Purchasing is largely passive in many South-East Asia Region countries, with resources being allocated based on norms following historical patterns and without active monitoring and management of providers. In countries such as Bangladesh, Myanmar and Timor-Leste, where public resources are pooled by ministries of health, traditional public financial management rules are used, which in some cases are plagued with challenges such as low execution rates, heavy reliance on input-based, line-item budgeting structures, and vertical programme financing flows, which tend to be rigidly designed with limited flexibility.b In countries that follow a decentralized governance model, key resources are controlled at subnational levels. These include India and Indonesia and, more recently, Nepal and Timor-Leste. Notable exceptions to passive purchasing in the region include Indonesia and Thailand, both of which have created strong institutional arrangements to carry out strategic purchasing functions. These include the setting up of provider payment mechanisms and tariffs that are results oriented as part of large-scale demand-side insurance schemes. India is also moving in this direction: the recently launched Pradhan Mantri Jan Arogya Yojana (PMJAY) scheme has established rules to empanel providers only when they meet certain criteria, and the new National Health Authority not only processes claims but also actively monitors quality indicators.[20],[21]

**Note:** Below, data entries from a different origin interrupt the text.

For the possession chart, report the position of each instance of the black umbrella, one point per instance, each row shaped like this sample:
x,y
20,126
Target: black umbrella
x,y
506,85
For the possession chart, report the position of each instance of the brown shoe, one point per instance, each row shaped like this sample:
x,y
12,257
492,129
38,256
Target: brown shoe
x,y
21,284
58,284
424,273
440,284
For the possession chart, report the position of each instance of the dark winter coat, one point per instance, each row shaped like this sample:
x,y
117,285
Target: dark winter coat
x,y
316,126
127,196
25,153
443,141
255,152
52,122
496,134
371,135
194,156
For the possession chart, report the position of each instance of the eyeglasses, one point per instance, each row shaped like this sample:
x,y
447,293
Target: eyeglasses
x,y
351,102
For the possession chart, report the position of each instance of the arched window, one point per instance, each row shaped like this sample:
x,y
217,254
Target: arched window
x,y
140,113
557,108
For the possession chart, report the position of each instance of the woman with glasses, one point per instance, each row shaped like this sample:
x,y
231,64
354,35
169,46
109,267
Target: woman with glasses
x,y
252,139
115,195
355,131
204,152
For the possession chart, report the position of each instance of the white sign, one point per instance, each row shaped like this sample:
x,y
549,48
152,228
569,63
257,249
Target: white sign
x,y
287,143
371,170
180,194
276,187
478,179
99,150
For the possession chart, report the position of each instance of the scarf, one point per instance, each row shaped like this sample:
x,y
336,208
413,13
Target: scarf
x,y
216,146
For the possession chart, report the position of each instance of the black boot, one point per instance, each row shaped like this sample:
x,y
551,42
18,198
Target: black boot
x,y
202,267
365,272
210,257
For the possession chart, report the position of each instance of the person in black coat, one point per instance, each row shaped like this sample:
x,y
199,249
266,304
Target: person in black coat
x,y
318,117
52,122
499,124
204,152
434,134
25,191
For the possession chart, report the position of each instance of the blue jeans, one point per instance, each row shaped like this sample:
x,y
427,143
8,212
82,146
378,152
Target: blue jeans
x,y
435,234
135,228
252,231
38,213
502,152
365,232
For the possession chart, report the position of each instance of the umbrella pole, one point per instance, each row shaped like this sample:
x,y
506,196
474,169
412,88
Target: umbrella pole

  Economic impact of the COVID-19 pandemic Top


The South-East Asia Region was one of the regions with the highest number of new cases in the last week of November [Figure 2]. Within the region, India had the highest number of cumulative cases, with more than 10 million; as of 1 December, Maldives, with 24,050 cases, had the highest number of cumulative cases per million population.[22] In addition to the health impact, the COVID-19 pandemic is having a severe economic impact on countries of the region. Before the crisis, the South-East Asia Region was the fastest growing region in the world. From 2009 to 2019, the annual economic growth rate in the region averaged 5.4% (4.2% in per capita terms), with Bangladesh, Bhutan, India and Myanmar posting some of the fastest annual GDP growth rates in the world, in excess of 6.0% per year [Table 2]. Current projections indicate that the COVID-19 pandemic will result in a country-averaged economic contraction of –4.2% (–5.3% in per capita terms) across the South-East Asia Region countries in 2020. Although the region will not be the worst hit – Regional Office for the Eastern Mediterranean, Regional Office for the Americas and Regional Office for Europe countries are expected to fare much worse in terms of average economic impact – the 2020 contraction in the region will be especially deep relative to the 2009–2019 trend in growth rates and far greater than the impact of previous regional and global crises, such as the 2009 global financial crisis and the 1997–1998 Asian financial crisis. Despite current projections of an expected rebound in economic growth in 2021, on average, South-East Asia Region countries will lose several years of economic output and it may take as many years again for economic activity to return to pre-crisis levels [Figure 3].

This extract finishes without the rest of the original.